Till Death or I cut loose the tie, at camp and board and bed,
Thy life is his -- thy fate it is to guard him with thy head.
So, thou must eat the White Queen's meat, and all her foes are thine,
And thou must harry thy father's hold for the peace of the Border-line,
And thou must make a trooper tough and hack thy way to power --
Belike they will raise thee to Ressaldar when I am hanged in Peshawur."

They have looked each other between the eyes, and there they found no fault,
They have taken the Oath of the Brother-in-Blood on leavened bread and salt:
They have taken the Oath of the Brother-in-Blood on fire and fresh-cut sod,
On the hilt and the haft of the Khyber knife, and the Wondrous Names of God.
The Colonel's son he rides the mare and Kamal's boy the dun,
And two have come back to Fort Bukloh where there went forth but one.
And when they drew to the Quarter-Guard, full twenty swords flew clear --
There was not a man but carried his feud with the blood of the mountaineer.
"Ha' done! ha' done!" said the Colonel's son.
"Put up the steel at your sides!
Last night ye had struck at a Border thief --
to-night 'tis a man of the Guides!"

Oh, East is East, and West is West, and never the twain shall meet,
Till Earth and Sky stand presently at God's great Judgment Seat;
But there is neither East nor West, Border, nor Breed, nor Birth,
When two strong men stand face to face,
tho' they come from the ends of the earth!


...and it is all due to Kipling that the execution of a soldier by hanging is, to this day, called "doing him the Danny Deever".

"What are the bugles blowin' for?" said Files-on-Parade.
"To turn you out, to turn you out", the Colour-Sergeant said.
"What makes you look so white, so white?" said Files-on-Parade.
"I'm dreadin' what I've got to watch", the Colour-Sergeant said.
For they're hangin' Danny Deever, you can hear the Dead March play,
The regiment's in 'ollow square -- they're hangin' him to-day;
They've taken of his buttons off an' cut his stripes away,
An' they're hangin' Danny Deever in the mornin'.

"What makes the rear-rank breathe so 'ard?" said Files-on-Parade.
"It's bitter cold, it's bitter cold", the Colour-Sergeant said.
"What makes that front-rank man fall down?" said Files-on-Parade.
"A touch o' sun, a touch o' sun", the Colour-Sergeant said.
They are hangin' Danny Deever, they are marchin' of 'im round,
They 'ave 'alted Danny Deever by 'is coffin on the ground;
An' 'e'll swing in 'arf a minute for a sneakin' shootin' hound --
O they're hangin' Danny Deever in the mornin'!

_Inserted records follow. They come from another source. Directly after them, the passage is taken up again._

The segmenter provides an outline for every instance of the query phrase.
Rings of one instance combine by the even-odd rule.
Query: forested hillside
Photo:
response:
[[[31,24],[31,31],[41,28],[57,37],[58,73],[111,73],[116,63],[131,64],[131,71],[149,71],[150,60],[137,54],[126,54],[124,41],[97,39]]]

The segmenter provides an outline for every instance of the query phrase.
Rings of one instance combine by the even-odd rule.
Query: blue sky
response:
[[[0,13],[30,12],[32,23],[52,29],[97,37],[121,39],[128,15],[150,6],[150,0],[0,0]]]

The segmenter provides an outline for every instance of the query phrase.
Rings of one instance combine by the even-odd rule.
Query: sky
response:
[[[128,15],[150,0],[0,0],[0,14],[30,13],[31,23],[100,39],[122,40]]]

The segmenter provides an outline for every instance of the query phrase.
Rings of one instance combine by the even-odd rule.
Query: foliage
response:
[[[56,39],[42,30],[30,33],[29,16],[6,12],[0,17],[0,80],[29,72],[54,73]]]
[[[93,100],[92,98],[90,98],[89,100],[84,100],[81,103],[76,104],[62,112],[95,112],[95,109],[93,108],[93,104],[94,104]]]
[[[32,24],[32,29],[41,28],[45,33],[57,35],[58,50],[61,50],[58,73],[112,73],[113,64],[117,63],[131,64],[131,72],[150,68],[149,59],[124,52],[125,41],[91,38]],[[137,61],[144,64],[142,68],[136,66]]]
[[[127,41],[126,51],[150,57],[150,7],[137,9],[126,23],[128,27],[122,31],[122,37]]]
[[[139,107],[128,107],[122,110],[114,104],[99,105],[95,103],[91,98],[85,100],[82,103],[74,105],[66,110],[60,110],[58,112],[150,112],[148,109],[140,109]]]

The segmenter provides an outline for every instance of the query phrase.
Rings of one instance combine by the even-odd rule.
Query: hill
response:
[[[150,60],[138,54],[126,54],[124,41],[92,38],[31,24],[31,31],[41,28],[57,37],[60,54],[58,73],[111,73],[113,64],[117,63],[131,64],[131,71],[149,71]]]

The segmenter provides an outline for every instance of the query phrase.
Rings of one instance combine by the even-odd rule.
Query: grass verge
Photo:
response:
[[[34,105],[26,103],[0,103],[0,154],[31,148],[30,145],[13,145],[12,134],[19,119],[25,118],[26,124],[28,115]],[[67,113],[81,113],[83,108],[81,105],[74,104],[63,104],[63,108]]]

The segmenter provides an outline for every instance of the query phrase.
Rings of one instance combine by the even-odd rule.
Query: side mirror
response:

"'Is cot was right-'and cot to mine", said Files-on-Parade.
"'E's sleepin' out an' far to-night", the Colour-Sergeant said.
"I've drunk 'is beer a score o' times", said Files-on-Parade.
"'E's drinkin' bitter beer alone", the Colour-Sergeant said.
They are hangin' Danny Deever, you must mark 'im to 'is place,
For 'e shot a comrade sleepin' -- you must look 'im in the face;
Nine 'undred of 'is county an' the regiment's disgrace,
While they're hangin' Danny Deever in the mornin'.

"What's that so black agin' the sun?" said Files-on-Parade.
"It's Danny fightin' 'ard for life", the Colour-Sergeant said.
"What's that that whimpers over'ead?" said Files-on-Parade.
"It's Danny's soul that's passin' now", the Colour-Sergeant said.
For they're done with Danny Deever, you can 'ear the quickstep play,
The regiment's in column, an' they're marchin' us away;
Ho! the young recruits are shakin', an' they'll want their beer to-day,
After hangin' Danny Deever in the mornin'.



...and that's way more than you expected me to say, isn't it?  But it isn't a fraction of the tale of Kipling's works, or of his life...and not a patch on why I so admire him, his work, and his life.